Training Data
Making training data
Let's setup a visualization of what our perceptron is doing. We'll get into the p5 library, but it's so easy and will help with visualization so much, just go with it for now.
In index.js
:
class Point {
constructor(x, y, label) {
this.x = x
this.y = y
this.label = (x > y) ? 1 : -1
}
show() {
stroke(0)
label == 1 ? fill(255) : fill(0)
ellipse(x, y, 8, 8)
}
}
Now in the setup function, let's create something that will plot our points.
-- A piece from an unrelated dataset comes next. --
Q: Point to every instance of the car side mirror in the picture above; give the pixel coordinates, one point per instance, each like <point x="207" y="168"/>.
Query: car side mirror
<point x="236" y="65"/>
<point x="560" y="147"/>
const randomNum = (min, max) => {
return Math.floor(Math.random() * max + min)
}
function simplePaint() {
if (mouseIsPressed) {
fill(255, 0, 0)
stroke(255, 0, 0)
ellipse(mouseX, mouseY, 10, 10)
}
}
let points = []
function plotPoints() {
for (let i = 0; i < 100; i++) {
let x = randomNum(1, width)
let y = randomNum(1, height)
let p = new Point(x, y)
points.push(p)
}
}
function setup() {
createCanvas(500, 500)
background(100)
stroke(0)
strokeWeight(1)
line(0, 0, width, height)
plotPoints()
}
function draw() {
points.forEach(p => p.show())
}
Now we have a graph with black points below the line and white points above the line. But because the correct answer is solvable using math, naming is this point's y greater than x, we have the training data we can use on our perceptron.